When people ask What Would Jesus Do, I remember how he hid in that cave for 3 days after people were so mean to him.
That’s more my speed.
I was really getting my act together–eating right, exercising regularly, looking hot, feeling strong, and doing good work. Then I woke up.
Finally a use for spoilers…
I remember when “Something’s eating up data.” meant that guy from Star Trek was deeply troubled.

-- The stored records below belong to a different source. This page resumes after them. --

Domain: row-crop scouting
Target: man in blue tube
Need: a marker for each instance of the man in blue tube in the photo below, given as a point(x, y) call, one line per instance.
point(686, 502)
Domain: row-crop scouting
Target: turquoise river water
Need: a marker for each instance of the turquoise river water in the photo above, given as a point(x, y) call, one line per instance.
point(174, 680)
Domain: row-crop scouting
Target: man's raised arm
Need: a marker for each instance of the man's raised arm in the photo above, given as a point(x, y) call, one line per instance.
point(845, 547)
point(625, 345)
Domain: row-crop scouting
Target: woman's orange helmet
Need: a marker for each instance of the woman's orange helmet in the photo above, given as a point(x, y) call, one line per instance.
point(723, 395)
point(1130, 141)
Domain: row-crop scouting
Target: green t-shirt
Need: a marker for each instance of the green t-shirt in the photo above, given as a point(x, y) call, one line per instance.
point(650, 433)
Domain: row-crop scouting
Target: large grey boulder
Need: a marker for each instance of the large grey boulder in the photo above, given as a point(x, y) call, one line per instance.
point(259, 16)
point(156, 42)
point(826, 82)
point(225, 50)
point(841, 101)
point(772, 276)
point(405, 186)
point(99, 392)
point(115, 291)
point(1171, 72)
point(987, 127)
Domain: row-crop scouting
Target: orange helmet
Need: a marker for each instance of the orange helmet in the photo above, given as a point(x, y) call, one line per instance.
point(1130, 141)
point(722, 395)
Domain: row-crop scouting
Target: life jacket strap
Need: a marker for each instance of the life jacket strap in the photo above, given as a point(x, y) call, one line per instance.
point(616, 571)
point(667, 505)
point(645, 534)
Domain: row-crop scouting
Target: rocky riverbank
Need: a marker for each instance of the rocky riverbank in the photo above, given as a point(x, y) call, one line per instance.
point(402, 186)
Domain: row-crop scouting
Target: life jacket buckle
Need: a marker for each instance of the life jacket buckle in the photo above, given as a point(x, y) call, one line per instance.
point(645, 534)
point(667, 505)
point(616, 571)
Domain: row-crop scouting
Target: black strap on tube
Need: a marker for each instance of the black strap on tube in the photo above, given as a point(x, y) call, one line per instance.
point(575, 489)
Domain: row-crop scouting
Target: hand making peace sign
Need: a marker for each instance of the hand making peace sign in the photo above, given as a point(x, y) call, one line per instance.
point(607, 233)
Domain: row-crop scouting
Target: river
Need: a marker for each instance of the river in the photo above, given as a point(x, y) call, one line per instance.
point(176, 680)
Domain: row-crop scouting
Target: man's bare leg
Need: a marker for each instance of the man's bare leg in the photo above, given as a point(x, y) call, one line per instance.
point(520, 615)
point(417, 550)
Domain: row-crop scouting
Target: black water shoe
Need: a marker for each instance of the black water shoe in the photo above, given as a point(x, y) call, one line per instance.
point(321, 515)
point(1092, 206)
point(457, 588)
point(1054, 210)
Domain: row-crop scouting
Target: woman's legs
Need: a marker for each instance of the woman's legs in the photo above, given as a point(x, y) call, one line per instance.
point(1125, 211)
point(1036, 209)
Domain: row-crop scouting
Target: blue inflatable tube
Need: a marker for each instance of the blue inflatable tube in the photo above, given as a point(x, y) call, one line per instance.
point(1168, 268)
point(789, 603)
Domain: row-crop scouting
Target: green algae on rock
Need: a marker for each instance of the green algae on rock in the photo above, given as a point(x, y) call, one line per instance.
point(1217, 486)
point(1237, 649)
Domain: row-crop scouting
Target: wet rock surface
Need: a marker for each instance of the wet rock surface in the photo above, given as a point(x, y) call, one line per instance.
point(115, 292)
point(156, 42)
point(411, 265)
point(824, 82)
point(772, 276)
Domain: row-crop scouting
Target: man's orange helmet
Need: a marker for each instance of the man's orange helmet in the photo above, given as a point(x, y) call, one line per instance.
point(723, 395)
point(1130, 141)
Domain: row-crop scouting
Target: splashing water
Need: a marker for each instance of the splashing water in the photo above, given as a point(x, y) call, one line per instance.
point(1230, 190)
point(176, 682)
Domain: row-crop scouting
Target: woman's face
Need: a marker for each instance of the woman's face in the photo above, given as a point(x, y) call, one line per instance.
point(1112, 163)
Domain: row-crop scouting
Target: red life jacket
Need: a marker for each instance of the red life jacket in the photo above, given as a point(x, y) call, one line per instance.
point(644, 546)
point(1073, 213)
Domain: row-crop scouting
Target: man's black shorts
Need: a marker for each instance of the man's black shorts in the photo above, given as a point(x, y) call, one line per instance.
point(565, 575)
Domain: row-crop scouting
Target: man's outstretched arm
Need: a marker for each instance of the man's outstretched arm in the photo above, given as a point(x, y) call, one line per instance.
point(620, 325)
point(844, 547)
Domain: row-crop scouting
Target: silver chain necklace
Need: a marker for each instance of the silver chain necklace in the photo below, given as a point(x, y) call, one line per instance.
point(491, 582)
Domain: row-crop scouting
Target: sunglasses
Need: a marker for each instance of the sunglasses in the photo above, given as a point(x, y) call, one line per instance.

you should always wash your sheets once a week in case they are really ghosts and need a shower
me: how bad is it
dr: nothing that can’t be fixed with some mild dietary restrictions and moderate exercise
[later]
wife: what did the doctor say
me: linda….i’m dying
My husband likes to watch The Bachelorette and I like to stare at him when he does
Friend, at my first Pride: are you disappointed?
Me, dressed as a lion: no it’s fine
[first day as a baker]
boss: open this door. you better not be making sculptures again
me: ahh [frantically trying to hide bread pitt and angelina doughlie] just a second
Irony. The opposite of wrinkly.
*suddenly pulls away from kissing* BUT WHERE DOES THE STORK GET THE BABY FROM?!?
So glad I don’t subtweet like SOME PEOPLE.
My kid lost his tooth eating a taco 2 weeks ago and we still haven’t found it.
He swears he didn’t swallow it and that it’s “just hiding.”
Yeah, hiding in the sewer.
Teenage Mutant Ninja Tooth.
Why would I pay for a haunted house when I can wake up to my kid silently standing by my bed at 5 AM.
4- I make a lot of noises when I poop
Me- that’s okay buddy we all do
4- I know mom, sometimes I can hear you and dad in your room at night
My greatest fear about not having children is that I might miss out on certain life experiences, such as getting caught in a bitter custody battle
Her: draw me like one of your French girls
Me, seductively: *puts her hand onto paper* this will be the perfect hand turkey
I switched from the cutting wheel to pizza scissors and it’s like I spent the first half of my life trying to shave with a banana.
I just ate an entire cake to get the taste of salad out of my mouth.
I’ll make you feel safe in that you’ll know you can outrun me if we are being chased by a murderer.
BECOME UNGOVERNABLE
OMG YOU SHOULD DO A CARTWHEEL RIGHT NOW
– alcohol
If I ever went to jail for murder it would be for murdering my printer.
All bottle caps are twist-offs if you have a prosthetic robot hand
Farms in Mexico are measured in Hectors.
Yall keep making fun of millennials you gonna regret all those karate lessons you bought us
My toddler growls every time someone says she’s cute and now I can finally say something about parenting has given me joy
Things that are dangerous-
-riding a motorcycle
-sharks
-riding sharks
When the hostess at the restaurant says “table for two?”, I always like to look surprised and whisper “you can see her too?”.